L’analisi del nuovo acquisto di calciomercato del Milan, Andrej Kostic: un attaccante fisico con una grande propensione al tiro
Nella giornata di ieri è arrivato il consueto Here we go di Fabrizio Romano che chiude di fatto la trattativa di calciomercato tra Milan e Partizan Belgrado per Andrej Kostic. La discussione tra i due club andava avanti da mesi, e finalmente si è giunti all’accordo che consiste in una cifra vicina ai 3 milioni di euro.
Il focus sul calciatore
Il classe 2007 sfiora i 190 cm di altezza e dispone di una struttura fisica imponente, che gli permette di proteggere il pallone e tenere a distanza i difensori. Il montenegrino è una prima punta naturale: in alcune occasioni è stato impiegato anche sull’esterno sinistro, ma il suo habitat ideale resta l’area di rigore. Kostic cerca spesso la conclusione, anche dalla distanza, richiamando per attitudine al tiro il connazionale Nikola Krstovic. La sua costante presenza in area di rigore gli permette di farsi trovare sempre pronto anche nel gioco aereo, un fondamentale che padroneggia con naturalezza.
In stagione Andrej ha realizzato 11 gol: 10 nel campionato serbo e uno nelle qualificazioni alla Conference League.
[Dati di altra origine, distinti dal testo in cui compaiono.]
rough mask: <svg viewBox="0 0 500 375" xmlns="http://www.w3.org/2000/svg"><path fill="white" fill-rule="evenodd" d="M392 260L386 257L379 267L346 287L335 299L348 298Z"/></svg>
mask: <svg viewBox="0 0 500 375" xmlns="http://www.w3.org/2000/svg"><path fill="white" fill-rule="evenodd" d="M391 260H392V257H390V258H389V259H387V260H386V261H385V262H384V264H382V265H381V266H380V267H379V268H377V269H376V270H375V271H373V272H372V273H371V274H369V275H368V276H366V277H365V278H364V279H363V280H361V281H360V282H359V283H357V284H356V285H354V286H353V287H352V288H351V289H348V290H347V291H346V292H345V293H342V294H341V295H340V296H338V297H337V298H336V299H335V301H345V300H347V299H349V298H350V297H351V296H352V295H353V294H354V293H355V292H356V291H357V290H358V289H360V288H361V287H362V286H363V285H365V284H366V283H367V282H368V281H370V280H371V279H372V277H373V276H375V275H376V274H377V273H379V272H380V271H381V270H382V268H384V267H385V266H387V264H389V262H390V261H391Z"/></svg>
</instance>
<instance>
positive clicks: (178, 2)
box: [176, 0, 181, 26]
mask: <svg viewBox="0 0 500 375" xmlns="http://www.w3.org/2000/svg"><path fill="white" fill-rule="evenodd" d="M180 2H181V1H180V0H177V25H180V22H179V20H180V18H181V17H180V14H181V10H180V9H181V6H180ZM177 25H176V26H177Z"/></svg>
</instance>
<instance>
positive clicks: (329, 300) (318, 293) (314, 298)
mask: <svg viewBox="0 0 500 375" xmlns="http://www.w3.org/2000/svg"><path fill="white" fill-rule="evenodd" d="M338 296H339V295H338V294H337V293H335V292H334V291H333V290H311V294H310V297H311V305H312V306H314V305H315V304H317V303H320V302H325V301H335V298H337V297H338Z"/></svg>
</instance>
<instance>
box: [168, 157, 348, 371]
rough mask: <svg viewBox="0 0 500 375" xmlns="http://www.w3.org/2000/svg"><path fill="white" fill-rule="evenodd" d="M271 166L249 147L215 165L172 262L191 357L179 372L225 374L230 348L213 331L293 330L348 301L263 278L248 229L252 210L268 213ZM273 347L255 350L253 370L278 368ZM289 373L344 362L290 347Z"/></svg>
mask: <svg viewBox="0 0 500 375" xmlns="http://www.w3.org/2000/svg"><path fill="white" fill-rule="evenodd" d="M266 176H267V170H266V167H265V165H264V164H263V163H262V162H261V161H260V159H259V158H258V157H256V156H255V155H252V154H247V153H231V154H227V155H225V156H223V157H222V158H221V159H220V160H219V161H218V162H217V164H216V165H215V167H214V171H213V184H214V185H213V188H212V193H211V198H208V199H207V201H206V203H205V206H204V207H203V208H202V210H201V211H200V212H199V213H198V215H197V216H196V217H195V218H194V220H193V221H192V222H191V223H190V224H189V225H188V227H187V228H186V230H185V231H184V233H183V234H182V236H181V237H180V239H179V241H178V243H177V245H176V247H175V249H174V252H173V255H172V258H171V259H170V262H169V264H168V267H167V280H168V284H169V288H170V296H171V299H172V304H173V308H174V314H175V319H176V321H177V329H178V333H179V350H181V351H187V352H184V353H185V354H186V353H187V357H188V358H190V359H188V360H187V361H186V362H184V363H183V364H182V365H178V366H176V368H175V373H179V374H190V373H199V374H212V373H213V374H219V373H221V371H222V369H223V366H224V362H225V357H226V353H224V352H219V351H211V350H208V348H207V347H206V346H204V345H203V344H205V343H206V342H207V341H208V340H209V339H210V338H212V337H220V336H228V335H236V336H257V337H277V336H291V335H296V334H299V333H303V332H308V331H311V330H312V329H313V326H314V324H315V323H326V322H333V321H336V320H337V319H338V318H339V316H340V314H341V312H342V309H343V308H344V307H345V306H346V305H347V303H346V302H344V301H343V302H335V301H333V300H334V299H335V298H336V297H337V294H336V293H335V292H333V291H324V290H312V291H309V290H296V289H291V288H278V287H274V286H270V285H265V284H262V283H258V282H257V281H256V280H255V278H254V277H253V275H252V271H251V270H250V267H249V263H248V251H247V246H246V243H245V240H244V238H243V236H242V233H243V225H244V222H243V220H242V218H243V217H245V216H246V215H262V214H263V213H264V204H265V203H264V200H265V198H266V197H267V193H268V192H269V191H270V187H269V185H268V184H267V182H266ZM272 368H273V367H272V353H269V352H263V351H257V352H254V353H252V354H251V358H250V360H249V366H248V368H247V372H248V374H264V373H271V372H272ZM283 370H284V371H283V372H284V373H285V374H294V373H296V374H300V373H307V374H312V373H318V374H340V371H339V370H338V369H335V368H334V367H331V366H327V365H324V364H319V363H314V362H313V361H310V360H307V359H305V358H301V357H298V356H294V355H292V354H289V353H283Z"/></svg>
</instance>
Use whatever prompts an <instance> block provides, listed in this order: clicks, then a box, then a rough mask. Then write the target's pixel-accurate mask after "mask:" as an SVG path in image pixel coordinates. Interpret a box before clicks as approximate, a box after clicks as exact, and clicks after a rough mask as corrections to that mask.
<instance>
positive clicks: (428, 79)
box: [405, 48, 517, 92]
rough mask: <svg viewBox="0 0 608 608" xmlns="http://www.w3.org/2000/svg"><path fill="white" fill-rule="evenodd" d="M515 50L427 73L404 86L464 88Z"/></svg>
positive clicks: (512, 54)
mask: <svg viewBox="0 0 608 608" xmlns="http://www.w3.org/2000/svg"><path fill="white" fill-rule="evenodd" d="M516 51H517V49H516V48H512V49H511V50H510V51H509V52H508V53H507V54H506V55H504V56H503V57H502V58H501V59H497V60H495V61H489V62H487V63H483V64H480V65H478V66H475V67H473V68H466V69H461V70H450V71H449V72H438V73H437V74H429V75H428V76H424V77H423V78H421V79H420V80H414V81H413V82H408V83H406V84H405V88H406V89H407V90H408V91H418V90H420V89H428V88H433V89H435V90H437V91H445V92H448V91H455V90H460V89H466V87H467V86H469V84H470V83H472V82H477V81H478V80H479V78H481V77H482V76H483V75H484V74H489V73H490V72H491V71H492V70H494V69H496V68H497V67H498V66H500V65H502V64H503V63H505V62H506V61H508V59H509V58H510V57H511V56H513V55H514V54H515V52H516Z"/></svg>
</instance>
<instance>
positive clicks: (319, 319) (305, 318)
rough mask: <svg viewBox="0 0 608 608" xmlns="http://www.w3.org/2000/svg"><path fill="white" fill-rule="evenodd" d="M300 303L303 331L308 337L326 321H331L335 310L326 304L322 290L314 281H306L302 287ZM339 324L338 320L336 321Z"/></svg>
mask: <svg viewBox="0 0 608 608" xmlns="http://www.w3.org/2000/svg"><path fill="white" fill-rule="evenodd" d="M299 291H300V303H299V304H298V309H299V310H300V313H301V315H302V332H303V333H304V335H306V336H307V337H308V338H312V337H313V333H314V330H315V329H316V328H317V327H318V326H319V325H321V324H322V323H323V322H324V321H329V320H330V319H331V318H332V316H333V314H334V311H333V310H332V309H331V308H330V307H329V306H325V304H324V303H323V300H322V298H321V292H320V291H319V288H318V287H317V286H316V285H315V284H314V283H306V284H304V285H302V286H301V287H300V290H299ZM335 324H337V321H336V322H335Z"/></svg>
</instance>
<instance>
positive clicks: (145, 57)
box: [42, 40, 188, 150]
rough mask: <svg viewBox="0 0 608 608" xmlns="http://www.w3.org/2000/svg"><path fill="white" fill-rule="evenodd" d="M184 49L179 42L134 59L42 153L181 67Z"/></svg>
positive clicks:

Nonostante un impiego raramente a tempo pieno, poco più di 1200 minuti complessivi in 34 presenze, con una media di circa 35 minuti a partita, ha comunque garantito un contributo offensivo significativo, partecipando a una rete ogni 112 minuti grazie anche a un assist.
Il costo contenuto dell’operazione rappresenta un rischio limitato per il Milan, che intende costruire un percorso di crescita graduale per Kostic. Il giovane attaccante approderà inizialmente al Milan Futuro la prossima estate, con l’obiettivo di guadagnarsi progressivamente spazio in prima squadra una volta ritenuto pronto.